Amid his criminal indictment on three felony charges—and in an effort to distract from his legal woes—Texas Attorney General Ken Paxton is spearheading Republicans' political attack against access to reproductive healthcare in Texas. His targets: abortion and birth control.
Blocking Birth Control Coverage
Last week, Paxton filed a brief at the U.S. Supreme Court arguing that “female employees of religious nonprofits should not be given insurance coverage for birth control if their employers object to certain contraceptives on religious grounds.”
The thing is that religious nonprofits can already be exempted from the Affordable Care Act contraceptive mandate. So Paxton’s flimsy religious freedom excuse doesn’t hold water.

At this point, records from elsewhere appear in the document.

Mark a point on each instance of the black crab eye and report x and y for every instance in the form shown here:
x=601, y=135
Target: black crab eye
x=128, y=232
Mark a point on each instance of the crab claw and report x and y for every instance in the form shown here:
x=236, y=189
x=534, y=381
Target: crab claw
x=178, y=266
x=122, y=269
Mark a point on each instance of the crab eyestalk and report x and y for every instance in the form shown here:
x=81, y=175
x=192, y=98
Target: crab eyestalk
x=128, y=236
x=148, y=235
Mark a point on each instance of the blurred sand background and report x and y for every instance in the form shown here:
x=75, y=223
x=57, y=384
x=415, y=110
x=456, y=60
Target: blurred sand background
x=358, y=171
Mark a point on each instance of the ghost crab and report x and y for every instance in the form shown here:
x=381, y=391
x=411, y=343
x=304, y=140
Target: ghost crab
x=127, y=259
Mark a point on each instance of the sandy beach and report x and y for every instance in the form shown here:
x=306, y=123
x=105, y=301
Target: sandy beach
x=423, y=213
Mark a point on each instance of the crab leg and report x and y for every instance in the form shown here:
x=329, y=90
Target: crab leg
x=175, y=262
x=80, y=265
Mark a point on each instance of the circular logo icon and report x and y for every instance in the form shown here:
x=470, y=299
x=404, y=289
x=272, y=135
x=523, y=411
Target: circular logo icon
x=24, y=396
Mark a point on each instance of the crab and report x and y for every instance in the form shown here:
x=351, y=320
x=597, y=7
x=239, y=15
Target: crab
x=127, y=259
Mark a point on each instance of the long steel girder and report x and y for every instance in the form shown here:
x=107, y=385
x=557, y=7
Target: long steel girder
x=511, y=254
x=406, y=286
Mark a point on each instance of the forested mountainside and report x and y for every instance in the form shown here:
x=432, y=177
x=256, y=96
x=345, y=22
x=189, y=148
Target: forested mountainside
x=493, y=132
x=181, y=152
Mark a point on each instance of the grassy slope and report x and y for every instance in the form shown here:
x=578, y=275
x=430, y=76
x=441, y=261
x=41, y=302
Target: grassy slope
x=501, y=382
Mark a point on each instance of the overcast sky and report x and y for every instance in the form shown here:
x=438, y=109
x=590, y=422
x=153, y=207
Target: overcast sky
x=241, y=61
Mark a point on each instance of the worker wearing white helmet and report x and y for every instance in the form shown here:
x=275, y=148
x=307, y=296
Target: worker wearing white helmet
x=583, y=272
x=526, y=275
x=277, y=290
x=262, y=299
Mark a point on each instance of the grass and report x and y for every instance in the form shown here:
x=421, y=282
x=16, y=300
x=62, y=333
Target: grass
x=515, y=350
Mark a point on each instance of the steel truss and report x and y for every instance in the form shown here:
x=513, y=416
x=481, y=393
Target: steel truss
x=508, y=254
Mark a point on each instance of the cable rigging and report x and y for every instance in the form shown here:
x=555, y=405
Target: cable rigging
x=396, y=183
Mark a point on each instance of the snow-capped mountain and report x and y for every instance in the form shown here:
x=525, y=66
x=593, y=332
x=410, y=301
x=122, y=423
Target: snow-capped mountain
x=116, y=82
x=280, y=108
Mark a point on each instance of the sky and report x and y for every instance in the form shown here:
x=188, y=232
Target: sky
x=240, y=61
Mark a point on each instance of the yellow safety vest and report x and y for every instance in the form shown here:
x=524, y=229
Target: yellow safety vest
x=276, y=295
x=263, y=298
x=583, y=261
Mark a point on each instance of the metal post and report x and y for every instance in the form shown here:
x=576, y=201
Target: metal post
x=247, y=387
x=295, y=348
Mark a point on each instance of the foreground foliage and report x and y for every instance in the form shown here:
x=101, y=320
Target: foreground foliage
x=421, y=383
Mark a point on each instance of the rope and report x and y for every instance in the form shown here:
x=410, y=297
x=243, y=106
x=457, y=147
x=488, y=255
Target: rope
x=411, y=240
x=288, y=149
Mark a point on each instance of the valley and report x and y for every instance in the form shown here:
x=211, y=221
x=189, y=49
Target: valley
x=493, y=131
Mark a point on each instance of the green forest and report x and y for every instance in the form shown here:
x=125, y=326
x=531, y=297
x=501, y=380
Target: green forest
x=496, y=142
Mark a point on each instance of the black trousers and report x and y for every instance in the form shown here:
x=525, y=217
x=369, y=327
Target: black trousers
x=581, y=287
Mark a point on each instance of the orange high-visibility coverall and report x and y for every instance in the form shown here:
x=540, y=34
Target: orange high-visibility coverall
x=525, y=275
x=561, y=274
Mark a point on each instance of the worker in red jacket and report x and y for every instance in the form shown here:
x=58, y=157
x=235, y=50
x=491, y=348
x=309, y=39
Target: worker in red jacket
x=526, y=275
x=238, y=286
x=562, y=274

He wants women to be denied birth control coverage, plain and simple.
Leading the Planned Parenthood Investigation Charade
While state investigations into Planned Parenthood across the country are falling flat due to a total lack of evidence of any wrongdoing, Texas’ sham investigation—spearheaded by Paxton—shows no signs of letting up. Paxton’s investigation into Planned Parenthood is a front in the decades long campaign to impose a defacto ban on abortion.
He said so much himself during a sham hearing on Planned Parenthood’s fetal tissue donation program, a program Planned Parenthood affiliates in Texas have not participated in since 2011:
“The true abomination in all of this is the institution of abortion... we should never lose sight of the fact that as long as abortion is legal in the United States, these types of horrors will continue.”
Paxton is also using his Planned Parenthood investigation charade as a fundraising ploy, sending an email to supporters two days after the hearing with a contribution request.
Defending the Indefensible House Bill 2
Paxton, a “proud co-sponsor” of HB2 while in the Texas Senate, is continuing to lead the dishonest charge to defend the law in court. HB 2 was designed by legislators like Paxton to prevent women from getting abortions.
Using the fraudulent argument that HB 2 was passed to promote women’s safety, Paxton is going up against all major medical associations who unanimously assert that the law is medically unnecessary. The law has already shuttered clinics across the state, disproportionately hurting poor women, those living in rural areas of the state, and communities of color.